/perspectives/global-cio-outlook/at-davos,-inequality-and-africa-in-focus

At Davos, Inequality and Africa in Focus

As world leaders gather in Davos, inequality and Africa take center stage.

January 21, 2014    |    By Scott Minerd

Global CIO Commentary by Scott Minerd

As the 2014 World Economic Forum gathers this week in Davos, the focus of discussions has shifted significantly from last year. Then, the dialogue was almost exclusively around the developing consensus that the global financial crisis was finally ending. Financial assets were again safe for widows and orphans and financial market returns for 2013 proved the consensus correct.

Now, the focus has shifted to two new topics: growing income inequality as a risk to economic growth and social stability and the emergence of Africa as an economic force. Neither of these is a big surprise as neither is new. But the fact that these are the primary focus this year tells us that these topics will likely become more prominent in 2014.

The issue of income inequality will likely be prominent in U.S. Congressional mid-term elections in November. Republican Paul Ryan has already been criticizing the failure of Obama administration policies, saying the manner in which it tackled the 2008 financial crisis exacerbated the problem. Republicans and Democrats will both make the issue central as they seek to win over swing voters. Strap in! The debate on inequality will likely shape economic policy and the structural forces that will determine long-term economic growth and investment returns.

As for Africa, the cat is out of the bag that the opportunity there is huge. Sub-Saharan African nations are working together and making significant political and structural progress which will allow rapid economic growth in the coming decades. My meetings here with leaders from Rwanda and with a delegation from Nigeria on Monday in London remind me of experiences I had on my first trip to China in 1988. It is no longer prudent for investors to ignore Africa. It is becoming the greatest growth opportunity in the world. The good news is that if you invest now you are early!

Rising Capacity Utilization Suggests More U.S. Corporate CapEx Spending

Historically, a meaningful increase in capacity utilization is followed by acceleration in capital expenditure (CapEx). As the U.S. industrial capacity utilization rate in December increased to the highest level since June 2008, we should expect CapEx, measured by the U.S. private non-residential investments, to grow strongly in the next few quarters, adding further momentum to the U.S. economic expansion.

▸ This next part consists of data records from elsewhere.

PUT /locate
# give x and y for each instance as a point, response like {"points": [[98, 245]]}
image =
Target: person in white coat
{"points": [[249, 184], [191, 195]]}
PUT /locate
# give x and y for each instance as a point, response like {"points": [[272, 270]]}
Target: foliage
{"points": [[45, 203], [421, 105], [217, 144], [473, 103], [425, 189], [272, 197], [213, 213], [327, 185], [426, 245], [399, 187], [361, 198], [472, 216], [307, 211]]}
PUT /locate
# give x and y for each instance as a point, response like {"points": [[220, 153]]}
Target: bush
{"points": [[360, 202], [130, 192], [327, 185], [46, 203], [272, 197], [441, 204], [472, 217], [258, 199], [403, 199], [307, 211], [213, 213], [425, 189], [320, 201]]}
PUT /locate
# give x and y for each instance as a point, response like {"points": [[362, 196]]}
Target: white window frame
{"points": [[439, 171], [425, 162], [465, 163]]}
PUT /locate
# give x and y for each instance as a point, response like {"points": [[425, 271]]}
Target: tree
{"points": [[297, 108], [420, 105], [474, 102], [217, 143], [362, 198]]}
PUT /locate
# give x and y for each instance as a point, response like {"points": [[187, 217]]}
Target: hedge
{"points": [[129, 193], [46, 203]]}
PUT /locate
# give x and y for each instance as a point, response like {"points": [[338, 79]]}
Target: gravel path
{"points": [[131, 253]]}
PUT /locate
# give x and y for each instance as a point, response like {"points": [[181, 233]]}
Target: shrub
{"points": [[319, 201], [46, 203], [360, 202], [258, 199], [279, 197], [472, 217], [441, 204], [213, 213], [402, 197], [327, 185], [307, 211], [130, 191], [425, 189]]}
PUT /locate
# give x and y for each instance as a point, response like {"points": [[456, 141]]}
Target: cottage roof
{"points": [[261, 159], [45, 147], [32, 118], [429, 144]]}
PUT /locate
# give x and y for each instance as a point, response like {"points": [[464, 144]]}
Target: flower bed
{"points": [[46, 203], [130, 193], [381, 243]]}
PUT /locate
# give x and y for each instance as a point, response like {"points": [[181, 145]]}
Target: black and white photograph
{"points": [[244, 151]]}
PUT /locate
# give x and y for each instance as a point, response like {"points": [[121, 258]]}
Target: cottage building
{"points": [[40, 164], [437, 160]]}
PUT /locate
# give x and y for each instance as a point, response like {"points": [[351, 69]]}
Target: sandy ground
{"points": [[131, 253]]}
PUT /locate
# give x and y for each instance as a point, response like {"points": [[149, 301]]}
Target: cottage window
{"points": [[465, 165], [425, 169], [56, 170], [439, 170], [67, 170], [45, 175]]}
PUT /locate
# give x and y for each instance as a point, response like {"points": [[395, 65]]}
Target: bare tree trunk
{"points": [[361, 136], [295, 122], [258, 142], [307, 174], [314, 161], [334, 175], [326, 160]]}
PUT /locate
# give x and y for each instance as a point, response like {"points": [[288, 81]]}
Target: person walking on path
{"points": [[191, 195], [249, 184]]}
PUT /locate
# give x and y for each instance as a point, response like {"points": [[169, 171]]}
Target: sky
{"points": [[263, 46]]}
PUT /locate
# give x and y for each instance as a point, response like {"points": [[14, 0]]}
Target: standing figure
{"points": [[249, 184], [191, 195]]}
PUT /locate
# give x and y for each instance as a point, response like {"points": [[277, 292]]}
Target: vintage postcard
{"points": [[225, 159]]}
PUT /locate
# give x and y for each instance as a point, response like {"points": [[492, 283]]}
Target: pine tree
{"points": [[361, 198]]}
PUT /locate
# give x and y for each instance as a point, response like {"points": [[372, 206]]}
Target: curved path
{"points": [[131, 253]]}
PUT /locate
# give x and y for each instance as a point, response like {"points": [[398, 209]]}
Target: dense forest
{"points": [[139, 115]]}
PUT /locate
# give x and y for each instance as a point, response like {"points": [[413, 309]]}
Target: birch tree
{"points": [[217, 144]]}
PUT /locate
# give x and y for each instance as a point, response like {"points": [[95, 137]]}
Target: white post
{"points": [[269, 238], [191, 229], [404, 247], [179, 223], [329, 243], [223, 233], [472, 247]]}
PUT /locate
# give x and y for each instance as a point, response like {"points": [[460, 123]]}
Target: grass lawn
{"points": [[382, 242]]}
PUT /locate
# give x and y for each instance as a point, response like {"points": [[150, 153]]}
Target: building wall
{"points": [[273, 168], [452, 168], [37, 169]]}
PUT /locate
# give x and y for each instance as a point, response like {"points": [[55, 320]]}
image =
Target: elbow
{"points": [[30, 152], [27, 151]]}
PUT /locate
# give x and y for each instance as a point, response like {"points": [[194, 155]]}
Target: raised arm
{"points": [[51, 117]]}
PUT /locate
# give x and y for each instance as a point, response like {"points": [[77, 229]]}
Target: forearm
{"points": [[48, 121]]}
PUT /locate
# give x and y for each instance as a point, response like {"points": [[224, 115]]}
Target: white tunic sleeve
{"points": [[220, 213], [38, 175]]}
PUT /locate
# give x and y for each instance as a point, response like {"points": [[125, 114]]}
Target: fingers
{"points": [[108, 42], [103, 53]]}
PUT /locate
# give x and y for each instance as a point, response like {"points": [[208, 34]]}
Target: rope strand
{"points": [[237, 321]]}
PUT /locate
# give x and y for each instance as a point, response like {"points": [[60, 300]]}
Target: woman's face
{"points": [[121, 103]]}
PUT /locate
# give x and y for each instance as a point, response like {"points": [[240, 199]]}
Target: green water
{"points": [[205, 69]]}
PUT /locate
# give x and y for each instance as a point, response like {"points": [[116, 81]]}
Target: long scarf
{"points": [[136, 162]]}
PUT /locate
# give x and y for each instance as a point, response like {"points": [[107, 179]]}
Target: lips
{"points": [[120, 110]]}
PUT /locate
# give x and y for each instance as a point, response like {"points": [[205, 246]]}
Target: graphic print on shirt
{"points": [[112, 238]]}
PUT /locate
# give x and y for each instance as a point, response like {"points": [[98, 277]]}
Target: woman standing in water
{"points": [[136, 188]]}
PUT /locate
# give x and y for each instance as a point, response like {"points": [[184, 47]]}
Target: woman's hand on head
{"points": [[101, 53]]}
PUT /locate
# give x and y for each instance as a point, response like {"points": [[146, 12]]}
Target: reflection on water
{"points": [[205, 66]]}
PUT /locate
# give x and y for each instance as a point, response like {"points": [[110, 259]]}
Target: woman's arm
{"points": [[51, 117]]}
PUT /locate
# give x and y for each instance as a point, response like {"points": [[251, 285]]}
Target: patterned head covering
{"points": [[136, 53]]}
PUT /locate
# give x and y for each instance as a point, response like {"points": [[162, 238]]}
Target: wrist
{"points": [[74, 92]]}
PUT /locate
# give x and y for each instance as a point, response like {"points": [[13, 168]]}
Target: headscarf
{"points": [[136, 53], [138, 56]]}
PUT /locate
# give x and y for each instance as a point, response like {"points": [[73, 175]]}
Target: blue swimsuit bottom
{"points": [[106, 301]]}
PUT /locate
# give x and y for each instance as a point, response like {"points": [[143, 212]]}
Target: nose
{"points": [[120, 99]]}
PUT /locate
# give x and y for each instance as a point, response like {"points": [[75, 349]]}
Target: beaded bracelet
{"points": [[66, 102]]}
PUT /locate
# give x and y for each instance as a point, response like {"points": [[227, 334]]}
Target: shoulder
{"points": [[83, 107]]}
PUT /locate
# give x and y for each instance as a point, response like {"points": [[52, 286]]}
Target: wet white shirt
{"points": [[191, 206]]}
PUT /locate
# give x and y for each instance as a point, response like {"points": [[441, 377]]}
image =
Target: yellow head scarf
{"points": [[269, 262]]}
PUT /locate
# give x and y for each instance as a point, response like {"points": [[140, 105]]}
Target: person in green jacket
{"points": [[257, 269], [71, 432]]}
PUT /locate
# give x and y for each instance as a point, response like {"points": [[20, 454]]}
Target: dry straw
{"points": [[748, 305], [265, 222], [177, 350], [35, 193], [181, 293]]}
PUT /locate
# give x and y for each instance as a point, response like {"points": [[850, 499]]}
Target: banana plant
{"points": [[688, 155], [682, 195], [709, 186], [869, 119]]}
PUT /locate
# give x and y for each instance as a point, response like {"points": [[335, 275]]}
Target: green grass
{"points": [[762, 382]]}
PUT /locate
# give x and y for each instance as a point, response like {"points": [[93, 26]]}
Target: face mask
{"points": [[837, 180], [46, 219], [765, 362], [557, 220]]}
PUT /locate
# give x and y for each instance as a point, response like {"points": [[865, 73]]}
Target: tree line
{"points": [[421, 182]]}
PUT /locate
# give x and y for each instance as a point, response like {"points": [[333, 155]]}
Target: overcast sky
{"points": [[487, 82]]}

U.S. REAL PRIVATE NON-RESIDENTIAL INVESTMENTS YOY% VS. U.S. CAPACITY UTILIZATION RATE YOY%

CUMULATIVE NYSE ADVANCE/DECLINE LINE AND THE DOW JONES INDUSTRIAL AVERAGE

Source: Haver, Guggenheim Investments. Data of 12/31/2013 for capacity utilization and as of 9/30/2013 for real private non-residential investment.

Economic Data Releases

Industrial Output Continues Gains While Housing Market Cools

  • Industrial production increased for a fifth straight month in December, growing 0.3%.
  • Housing starts fell 9.8% to an annualized pace of 999,000 in December following November’s surge in starts.
  • Building permits decreased more than expected, down 3.0% to 986,000. The decrease comes after December’s 2.1% drop.
  • The NAHB Housing Market Index unexpectedly fell in January, ticking down from 57 to 56.
  • Initial jobless claims declined modestly for the week ended January 11th, falling 2,000 to 326,000.
  • University of Michigan consumer confidence surprised to the downside in January, dropping from 82.5 to 80.4.
  • The Philadelphia Fed Business Outlook Index increased to 9.4 in January after falling the previous three months.
  • The CPI rose 0.3% from November to December, pushing the year-over-year reading up to 1.5%, the highest in four months.

German Investor Confidence Falters, Chinese Growth Edges Down

  • Germany’s ZEW survey of investor expectations unexpectedly fell in January, down to 61.7 from 62.0, the first decrease in six months.
  • U.K. retail sales, excluding autos, jumped 2.8% in December. Sales ended the year 6.1% higher than a year earlier.
  • China’s fourth quarter GDP grew 7.7% year-over-year, ticking down from 7.8% the previous quarter.
  • Chinese industrial production slowed in December, declining from 10.0% year-over-year to 9.7%.
  • Retail sales in China inched down to 13.6% year-over-year from 13.7% in November.